书名：Deep Learning By Example
作者名：Ahmed Menshawy
本章字数：550字
更新时间：2025-02-23 07:57:46

Knowledge base/dataset

As we mentioned earlier, we need a historical base of data that will be used to teach the learning algorithm about the task that it's supposed to do later. But we also need another dataset for testing its ability to perform the task after the learning process. So to sum up, we need two types of datasets during the learning process:

The first one is the knowledge base where we have the input data and their corresponding labels such as the fish images and their corresponding labels (opah or tuna). This data will be fed to the learning algorithm to learn from it and try to discover the patterns/trends that will help later on for classifying unlabeled images.
The second one is mainly for testing the ability of the model to apply what it learned from the knowledge base to unlabeled images or unseen data, in general, and see if it's working well.

As you can see, we only have the data that we will use as a knowledge base for our learning method. All of the data we have at hand will have the correct output associated with it. So we need to somehow make up this data that does not have any correct output associated with it (the one that we are going to apply the model to).

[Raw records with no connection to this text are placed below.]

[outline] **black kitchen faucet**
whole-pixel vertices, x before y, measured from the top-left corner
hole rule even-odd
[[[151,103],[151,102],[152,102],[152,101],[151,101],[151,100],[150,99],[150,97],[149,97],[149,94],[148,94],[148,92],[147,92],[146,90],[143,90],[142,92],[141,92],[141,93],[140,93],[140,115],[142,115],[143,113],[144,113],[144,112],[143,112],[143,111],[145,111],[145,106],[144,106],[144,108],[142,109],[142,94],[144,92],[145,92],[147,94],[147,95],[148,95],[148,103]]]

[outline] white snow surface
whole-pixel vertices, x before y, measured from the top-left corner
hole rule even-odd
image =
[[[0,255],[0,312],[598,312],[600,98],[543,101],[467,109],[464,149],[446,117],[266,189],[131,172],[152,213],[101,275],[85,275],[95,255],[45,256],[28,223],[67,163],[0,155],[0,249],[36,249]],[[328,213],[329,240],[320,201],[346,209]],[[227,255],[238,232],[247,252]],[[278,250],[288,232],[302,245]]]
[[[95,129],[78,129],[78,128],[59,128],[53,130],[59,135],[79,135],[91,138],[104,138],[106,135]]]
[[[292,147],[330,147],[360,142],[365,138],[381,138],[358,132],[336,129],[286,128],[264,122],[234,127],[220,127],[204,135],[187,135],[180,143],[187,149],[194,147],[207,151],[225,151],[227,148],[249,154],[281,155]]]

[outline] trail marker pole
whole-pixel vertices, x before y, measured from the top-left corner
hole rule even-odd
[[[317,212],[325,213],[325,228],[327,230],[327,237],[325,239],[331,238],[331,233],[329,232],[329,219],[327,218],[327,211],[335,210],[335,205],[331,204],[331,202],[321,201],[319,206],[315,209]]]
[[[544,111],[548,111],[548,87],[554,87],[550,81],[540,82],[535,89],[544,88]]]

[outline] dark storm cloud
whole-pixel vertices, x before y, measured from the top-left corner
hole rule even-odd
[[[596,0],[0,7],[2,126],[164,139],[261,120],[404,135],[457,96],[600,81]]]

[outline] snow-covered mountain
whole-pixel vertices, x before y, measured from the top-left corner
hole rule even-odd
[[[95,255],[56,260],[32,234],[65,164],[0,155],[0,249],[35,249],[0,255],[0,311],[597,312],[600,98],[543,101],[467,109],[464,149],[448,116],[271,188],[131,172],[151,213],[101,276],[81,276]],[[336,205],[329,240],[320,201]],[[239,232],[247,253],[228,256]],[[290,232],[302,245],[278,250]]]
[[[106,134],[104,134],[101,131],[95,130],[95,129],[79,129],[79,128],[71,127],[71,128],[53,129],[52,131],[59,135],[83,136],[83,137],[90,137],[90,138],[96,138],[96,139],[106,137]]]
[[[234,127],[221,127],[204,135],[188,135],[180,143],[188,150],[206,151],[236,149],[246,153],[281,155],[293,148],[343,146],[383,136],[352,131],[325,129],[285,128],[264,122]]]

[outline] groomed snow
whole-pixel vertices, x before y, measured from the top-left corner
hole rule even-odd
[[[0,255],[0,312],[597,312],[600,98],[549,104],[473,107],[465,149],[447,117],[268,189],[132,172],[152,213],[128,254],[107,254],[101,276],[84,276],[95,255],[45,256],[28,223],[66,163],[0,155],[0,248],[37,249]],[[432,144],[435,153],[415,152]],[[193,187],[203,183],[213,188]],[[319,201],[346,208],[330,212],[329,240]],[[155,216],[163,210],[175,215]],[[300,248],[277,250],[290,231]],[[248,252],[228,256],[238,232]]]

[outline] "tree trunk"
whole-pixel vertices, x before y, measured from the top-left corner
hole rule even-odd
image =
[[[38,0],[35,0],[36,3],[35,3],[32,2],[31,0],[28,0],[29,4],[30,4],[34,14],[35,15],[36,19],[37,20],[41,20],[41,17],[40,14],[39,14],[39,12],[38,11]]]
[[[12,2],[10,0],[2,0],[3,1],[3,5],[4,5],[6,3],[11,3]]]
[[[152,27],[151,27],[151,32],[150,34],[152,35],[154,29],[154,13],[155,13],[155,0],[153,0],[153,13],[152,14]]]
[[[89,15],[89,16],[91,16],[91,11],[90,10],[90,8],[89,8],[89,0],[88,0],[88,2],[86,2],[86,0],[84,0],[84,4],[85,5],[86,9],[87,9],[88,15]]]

While performing data science, we'll be doing the following:

Training phase: We present our data from our knowledge base and train our learning method/model by feeding the input data along with its correct output to the model.
Validation/test phase: In this phase, we are going to measure how well the trained model is doing. We also use different model property techniques in order to measure the performance of our trained model by using (R-square score for regression, classification errors for classifiers, recall and precision for IR models, and so on).

The validation/test phase is usually split into two steps:

In the first step, we use different learning methods/models and choose the best performing one based on our validation data (validation step)
Then we measure and report the accuracy of the selected model based on the test set (test step)

Now let's see how we get this data to which we are going to apply the model and see how well trained it is.

Since we don't have any training samples without the correct output, we can make up one from the original training samples that we will be using. So we can split our data samples into three different sets (as shown in Figure 1.9):

Train set: This will be used as a knowledge base for our model. Usually, will be 70% from the original data samples.
Validation set: This will be used to choose the best performing model among a set of models. Usually this will be 10% of the original data samples.
Test set: This will be used to measure and report the accuracy of the selected model. Usually, it will be as big as the validation set.

Figure 1.9: Splitting data into train, validation, and test sets

In case you have only one learning method that you are using, you can cancel the validation set and re-split your data to be train and test sets only. Usually, data scientists use 75/25 as percentages, or 70/30.